Juju Basu, creative consultant and former VP and ECD at Contract Advertising, who was on the jury in 2013, adds, “There are attempts, but at the end the jury heads are capable of catching the plugs. I don’t think it’s wrong in pushing work from your country. It’s not like you’re taking the jury head out for a drink or something. The wrong entries can’t go through. The jury heads are all seasoned, responsible people. The right ideas win. But everyone tries their luck at making sure the jury has seen the work. One can’t bull****. You’re sitting in a room and arguing with people who know their stuff. The jury head has too much on the line too – he/she has to go on stage and have answers as to why a particular idea won.”

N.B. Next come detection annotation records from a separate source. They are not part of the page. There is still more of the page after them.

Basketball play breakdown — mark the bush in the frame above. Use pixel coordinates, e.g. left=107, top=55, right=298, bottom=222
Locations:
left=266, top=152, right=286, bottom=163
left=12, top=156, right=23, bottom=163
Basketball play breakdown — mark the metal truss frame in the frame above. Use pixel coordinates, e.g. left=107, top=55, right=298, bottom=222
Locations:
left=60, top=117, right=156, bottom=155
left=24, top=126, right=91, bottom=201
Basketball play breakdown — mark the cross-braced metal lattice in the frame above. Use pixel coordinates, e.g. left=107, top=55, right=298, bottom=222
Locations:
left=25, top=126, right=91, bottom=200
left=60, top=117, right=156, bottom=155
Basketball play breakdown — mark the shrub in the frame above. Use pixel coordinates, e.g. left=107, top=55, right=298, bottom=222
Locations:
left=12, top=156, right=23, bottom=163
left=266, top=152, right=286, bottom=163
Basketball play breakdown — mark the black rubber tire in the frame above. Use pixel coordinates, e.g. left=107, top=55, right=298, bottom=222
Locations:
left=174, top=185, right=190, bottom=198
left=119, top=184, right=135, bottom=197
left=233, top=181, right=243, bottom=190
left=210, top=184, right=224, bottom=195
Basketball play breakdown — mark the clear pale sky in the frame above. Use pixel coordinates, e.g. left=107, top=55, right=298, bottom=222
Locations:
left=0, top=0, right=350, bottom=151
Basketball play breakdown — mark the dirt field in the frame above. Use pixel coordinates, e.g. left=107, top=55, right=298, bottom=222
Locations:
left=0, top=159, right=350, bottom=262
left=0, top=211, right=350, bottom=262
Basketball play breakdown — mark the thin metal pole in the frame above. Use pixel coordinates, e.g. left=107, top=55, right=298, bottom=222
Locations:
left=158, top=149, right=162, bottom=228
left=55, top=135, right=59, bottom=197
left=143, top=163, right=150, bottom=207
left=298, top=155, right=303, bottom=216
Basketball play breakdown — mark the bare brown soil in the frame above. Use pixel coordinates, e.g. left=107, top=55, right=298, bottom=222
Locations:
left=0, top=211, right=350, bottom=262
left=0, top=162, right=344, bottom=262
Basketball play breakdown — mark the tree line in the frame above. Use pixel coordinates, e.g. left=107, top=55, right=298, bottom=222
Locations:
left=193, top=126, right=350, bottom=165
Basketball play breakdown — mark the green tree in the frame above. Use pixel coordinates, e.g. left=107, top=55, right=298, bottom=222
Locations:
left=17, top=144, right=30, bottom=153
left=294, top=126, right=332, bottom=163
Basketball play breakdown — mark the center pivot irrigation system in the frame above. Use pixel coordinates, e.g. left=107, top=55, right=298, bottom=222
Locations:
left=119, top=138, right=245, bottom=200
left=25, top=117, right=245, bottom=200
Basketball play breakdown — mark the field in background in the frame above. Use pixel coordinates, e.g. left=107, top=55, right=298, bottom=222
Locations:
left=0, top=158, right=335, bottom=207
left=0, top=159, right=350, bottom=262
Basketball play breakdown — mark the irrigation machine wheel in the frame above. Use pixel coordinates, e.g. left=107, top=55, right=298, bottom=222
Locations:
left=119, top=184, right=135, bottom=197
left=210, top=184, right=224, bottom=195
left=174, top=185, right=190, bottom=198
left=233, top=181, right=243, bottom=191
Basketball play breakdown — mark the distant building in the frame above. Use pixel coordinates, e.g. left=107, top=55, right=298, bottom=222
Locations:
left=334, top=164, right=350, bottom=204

Akshay Kapnadak, ex-NCD, McCann Erickson, who was also on the jury in 2013, claims that there is no place for bias, but he refers to some agencies and countries showing ‘solidarity’. “I’ve seen solidarity from the South American contingent. They don’t necessarily gang up against countries, but someone from a country like Chile would stand up for an entry from Mexico, because they understand the culture and explain why an entry is big. If s/he feels someone from the jury hasn’t warmed up to the idea, the jury member steps in to make the case clear. It’s not a bias, but an attempt to get the jury sensitive to what happens in his or her country. There’s also a theory of big agencies being accused of under-scoring (their rivals). I don’t think that happens.”
KV Sridhar, chief creative officer, SapientNitro, India, rules out any of these biases citing an algorithm cracked by organisers that prevents this. He explains, “This nullifies all bias one can have towards a country, network or holding company. We’ve been told about this and if anyone is seen to be biased towards anything they’ll be warned. Three or four years ago there was an accusation by one network that the other was trying to overshadow it by under-scoring – so they (organisers) have taken all kinds of precautions to make the festival unbiased. They’ve gently advised and reminded people on under-scoring or over-scoring towards your own country etc.”
He surmises, “This year, we voted five times for the Grand Prix because it was a deadlock. It was a majority call. There is absolutely no room for influencing or any kind of bias. Jurors don’t push for the entry – but people look to explain the background of a campaign etc. I did that this year for Mumbai Mirror.”
Santosh Padhi, CCO and co-founder, Taproot
“From the outside, people will keep sulking if their entry doesn’t win. You should trust the judgment of the jury. The moment you change different juries there will be a different result. Forty per cent will be constant.”
Raj Kamble, founder and Cco, Famous Innovations
“In general, I don’t think they are biased. I think there is a soft corner for work from their country or network. Sometimes it makes sense for them to push across a point to the jury, as it could be that the rest of the jury doesn’t get the point.”
Juju Basu, creative consultant and former VP and ECD, Contract Advertising
“There’s a lot of PR that surrounds the entries. For a few years we sent a book with Indian entries to jury members. We’d seen Thailand and some Latin American countries doing this.”
Akshay Kapnadak, ex-NCD, McCann Erickson
“Sometimes solidarity is considered to be a bias. It’s not. It makes conversations richer and rewards the right work. There is a trend I’ve seen over the last eight years – juries are getting culturally sensitive.”
KV Sridhar, chief creative officer, SapientNitro, India
“There were accusations that Latin Americans and other Asians vote for their region, but Indians don’t vote for it. But, none of this works. You can’t under-score Indian work. The person who does so will be reprimanded. One can’t over-score and under-score, because a trend will be spotted and averages will be taken.”